Who Says There’s No Free Parking in New York?
Client Alert | 3 min read | 12.12.18
On December 7, 2018, Governor Cuomo signed into law, effective January 1, 2018, an amendment to New York Tax Law that negated, for New York State tax purposes, the effect of a 2017 change to the Internal Revenue Code relating to unrelated business income tax (UBIT) that disadvantaged many 501(c)(3) organizations. As part of the federal legislation commonly known as the Tax Cuts and Jobs Act of 2017 (TCJA), certain expenditures related to transportation benefits for employees, including transit and parking, were made nondeductible for federal income tax purposes. Most notably, certain kinds of free parking for employees were made nondeductible. Because section 501(c)(3) organizations do not ordinarily pay income tax, in order to apply the tax cost consistently to tax-exempt organizations as well as taxable businesses, the TCJA made these amounts subject to the UBIT for tax-exempts. See Internal Revenue Code section 512(a)(7). This change in the law came as a surprise to the nonprofit community, which has been advocating repeal of this tax increase. Section 501(c)(3) organizations objected both to the tax cost of this change to the law as well as the complexity of computing these amounts and complying with the new law. From the point of view of the nonprofit sector, this expansion of UBIT has diverted funding and put nonprofits at risk.

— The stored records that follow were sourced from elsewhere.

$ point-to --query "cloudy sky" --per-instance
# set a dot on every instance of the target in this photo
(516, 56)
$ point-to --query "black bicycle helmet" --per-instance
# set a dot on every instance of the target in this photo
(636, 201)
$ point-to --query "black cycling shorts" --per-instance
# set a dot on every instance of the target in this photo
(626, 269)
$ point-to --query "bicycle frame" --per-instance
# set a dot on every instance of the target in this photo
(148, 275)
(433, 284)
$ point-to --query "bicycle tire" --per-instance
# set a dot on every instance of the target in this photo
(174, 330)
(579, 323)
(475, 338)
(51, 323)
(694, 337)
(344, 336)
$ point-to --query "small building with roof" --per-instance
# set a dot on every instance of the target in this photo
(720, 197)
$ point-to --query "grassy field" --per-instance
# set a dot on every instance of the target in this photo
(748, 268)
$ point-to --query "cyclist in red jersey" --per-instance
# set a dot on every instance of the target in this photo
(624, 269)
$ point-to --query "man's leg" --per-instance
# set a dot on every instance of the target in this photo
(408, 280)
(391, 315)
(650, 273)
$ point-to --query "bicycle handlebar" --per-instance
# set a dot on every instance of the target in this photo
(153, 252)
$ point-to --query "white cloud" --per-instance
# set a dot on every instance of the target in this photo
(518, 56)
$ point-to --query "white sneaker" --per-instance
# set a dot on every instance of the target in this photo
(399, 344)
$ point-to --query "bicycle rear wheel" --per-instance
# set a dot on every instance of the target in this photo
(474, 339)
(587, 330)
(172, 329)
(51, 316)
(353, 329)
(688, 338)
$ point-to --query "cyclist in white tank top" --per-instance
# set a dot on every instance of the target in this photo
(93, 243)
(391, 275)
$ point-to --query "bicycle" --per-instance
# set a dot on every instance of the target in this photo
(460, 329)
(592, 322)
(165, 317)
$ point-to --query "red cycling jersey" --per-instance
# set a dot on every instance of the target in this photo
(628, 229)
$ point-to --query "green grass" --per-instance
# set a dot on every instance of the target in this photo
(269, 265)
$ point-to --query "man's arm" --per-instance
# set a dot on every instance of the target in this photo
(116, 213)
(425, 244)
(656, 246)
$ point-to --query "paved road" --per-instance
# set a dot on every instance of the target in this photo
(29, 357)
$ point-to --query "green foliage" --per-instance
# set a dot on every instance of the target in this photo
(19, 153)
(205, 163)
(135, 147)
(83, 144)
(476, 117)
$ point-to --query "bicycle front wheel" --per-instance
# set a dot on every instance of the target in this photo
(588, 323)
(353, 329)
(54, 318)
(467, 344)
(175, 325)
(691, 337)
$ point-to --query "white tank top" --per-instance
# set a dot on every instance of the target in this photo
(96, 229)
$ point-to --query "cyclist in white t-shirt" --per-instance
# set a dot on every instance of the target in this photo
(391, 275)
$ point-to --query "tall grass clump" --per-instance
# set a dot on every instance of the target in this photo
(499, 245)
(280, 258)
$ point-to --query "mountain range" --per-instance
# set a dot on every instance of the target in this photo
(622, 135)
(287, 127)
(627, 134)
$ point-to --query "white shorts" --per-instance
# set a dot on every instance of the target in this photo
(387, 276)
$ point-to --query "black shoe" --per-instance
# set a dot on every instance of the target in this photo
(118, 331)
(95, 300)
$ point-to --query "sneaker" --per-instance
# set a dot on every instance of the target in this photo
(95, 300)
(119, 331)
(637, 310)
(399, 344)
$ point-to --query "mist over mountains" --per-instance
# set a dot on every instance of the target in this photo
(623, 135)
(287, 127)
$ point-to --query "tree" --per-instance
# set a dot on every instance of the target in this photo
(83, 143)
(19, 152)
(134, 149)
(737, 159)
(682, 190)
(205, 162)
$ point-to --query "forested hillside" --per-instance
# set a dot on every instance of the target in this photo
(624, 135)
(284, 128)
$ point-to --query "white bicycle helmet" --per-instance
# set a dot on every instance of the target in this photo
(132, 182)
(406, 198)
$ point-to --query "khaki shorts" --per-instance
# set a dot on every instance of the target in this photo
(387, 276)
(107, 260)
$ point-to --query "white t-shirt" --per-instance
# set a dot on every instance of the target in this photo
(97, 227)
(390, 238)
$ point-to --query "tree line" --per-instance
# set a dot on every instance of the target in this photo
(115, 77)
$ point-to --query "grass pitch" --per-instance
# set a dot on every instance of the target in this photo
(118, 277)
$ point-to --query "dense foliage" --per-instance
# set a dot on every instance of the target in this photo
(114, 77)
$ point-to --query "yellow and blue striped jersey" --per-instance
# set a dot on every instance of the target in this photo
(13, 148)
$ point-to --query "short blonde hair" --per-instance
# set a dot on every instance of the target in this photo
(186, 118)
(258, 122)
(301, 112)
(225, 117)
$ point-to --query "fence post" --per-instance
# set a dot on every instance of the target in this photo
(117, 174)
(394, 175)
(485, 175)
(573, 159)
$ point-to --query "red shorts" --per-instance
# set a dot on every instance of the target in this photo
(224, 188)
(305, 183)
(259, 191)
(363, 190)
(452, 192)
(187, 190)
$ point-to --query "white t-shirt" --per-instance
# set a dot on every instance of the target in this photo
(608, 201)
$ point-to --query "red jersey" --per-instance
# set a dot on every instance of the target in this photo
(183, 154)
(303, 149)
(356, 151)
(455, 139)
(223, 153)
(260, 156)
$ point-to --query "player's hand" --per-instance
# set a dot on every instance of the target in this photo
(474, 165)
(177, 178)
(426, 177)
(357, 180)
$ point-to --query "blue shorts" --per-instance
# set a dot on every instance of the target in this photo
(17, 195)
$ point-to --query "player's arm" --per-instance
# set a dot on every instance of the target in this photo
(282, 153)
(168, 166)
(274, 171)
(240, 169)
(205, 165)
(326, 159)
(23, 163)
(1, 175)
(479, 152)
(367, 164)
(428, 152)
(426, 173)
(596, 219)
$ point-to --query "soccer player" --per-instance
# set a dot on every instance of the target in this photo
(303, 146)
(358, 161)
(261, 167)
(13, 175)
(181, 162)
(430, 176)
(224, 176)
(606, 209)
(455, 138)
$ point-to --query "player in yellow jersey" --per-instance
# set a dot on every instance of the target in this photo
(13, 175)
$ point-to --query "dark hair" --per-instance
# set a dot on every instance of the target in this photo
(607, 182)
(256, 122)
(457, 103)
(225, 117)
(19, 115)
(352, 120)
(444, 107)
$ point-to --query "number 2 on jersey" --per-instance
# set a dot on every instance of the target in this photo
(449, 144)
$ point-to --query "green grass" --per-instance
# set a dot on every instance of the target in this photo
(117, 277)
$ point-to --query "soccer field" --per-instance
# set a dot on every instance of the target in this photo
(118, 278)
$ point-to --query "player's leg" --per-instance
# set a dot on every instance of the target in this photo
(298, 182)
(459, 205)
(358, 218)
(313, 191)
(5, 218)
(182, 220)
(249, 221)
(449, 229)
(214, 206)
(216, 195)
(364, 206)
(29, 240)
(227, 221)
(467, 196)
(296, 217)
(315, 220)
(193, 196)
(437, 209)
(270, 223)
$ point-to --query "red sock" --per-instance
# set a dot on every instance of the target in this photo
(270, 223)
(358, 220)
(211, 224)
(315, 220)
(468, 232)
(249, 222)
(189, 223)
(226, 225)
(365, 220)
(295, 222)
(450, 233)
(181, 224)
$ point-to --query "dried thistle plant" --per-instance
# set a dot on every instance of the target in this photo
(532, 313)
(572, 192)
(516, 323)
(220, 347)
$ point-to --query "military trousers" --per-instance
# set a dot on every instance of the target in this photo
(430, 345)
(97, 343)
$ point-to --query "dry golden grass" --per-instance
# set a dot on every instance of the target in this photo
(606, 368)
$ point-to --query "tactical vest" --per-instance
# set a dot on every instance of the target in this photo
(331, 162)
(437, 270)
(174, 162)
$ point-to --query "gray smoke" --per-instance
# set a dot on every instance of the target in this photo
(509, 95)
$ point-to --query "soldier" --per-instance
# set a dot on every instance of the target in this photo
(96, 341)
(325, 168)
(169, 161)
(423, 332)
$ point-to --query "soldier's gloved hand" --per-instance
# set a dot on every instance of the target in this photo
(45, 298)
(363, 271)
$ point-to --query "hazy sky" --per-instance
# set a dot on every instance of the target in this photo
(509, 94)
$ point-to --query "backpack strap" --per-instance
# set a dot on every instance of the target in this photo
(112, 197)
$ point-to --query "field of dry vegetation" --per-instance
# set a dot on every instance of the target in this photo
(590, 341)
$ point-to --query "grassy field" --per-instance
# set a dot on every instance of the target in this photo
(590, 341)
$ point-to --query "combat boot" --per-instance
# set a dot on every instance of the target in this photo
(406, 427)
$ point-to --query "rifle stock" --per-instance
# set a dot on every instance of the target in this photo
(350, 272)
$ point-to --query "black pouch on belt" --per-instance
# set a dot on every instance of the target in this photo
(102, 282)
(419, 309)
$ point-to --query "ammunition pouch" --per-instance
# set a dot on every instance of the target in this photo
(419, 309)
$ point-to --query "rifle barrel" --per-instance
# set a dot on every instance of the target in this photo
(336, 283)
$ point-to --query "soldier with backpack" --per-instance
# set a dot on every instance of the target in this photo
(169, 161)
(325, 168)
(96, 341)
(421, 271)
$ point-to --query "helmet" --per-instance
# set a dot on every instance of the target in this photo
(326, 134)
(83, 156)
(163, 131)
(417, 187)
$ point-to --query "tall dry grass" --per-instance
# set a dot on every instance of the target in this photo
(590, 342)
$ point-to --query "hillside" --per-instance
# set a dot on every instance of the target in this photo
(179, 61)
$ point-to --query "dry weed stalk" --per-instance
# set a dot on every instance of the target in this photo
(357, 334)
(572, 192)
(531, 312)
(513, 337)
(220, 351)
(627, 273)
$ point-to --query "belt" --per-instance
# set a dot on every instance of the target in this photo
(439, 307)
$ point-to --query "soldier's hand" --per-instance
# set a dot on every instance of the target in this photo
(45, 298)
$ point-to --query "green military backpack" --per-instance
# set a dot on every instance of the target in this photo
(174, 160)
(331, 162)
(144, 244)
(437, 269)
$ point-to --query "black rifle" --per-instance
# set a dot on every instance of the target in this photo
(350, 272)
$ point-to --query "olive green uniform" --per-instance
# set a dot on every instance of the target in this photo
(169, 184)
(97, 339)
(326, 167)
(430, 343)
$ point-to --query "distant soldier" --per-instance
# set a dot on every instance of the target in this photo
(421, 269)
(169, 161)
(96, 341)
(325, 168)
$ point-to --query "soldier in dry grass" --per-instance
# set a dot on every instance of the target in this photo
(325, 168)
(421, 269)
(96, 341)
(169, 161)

On December 7, 2018, the Internal Revenue Service published Notice 2018-99, which provided some long-anticipated guidance on how to calculate the nondeductible transportation benefits, including free parking. The initial reviews have been that the Notice is helpful on some fronts. However, the general principle that the federal version of UBIT applies to some kinds of free parking that tax-exempt organizations provide to their employees remains the law. In other words, the federal UBIT law remains in place and the fact based calculations in the interim guidance are quite complex.
Subsequently, on December 10, 2018, the House proposed an amendment to the Senate amendment of H.R. 88 that would repeal Section 512(a)(7) of the Internal Revenue Code retroactive to the date of enactment. However, in order to become law, the bill must be approved by the House and Senate and signed by the President.
New York State has its own version of UBIT. New York taxes unrelated business income at a 9 percent rate. Because New York Tax Law generally incorporates federal income tax provisions, if the New York legislature had taken no action, the transportation benefits made nondeductible by the TCJA would have been subject to a 9 percent tax (resulting in a total tax of 30 percent taking into account the 21 percent federal UBIT rate). The New York legislature, however, chose to override the TCJA so that the New York version of UBIT does not apply to these disallowed transportation benefits.
Still, all tax-exempt organizations that provide disallowed transportation benefits should review the Notice to determine what the 2017 Federal tax increase means for the 2018 tax year and what actions, if any, can be taken to minimize that tax.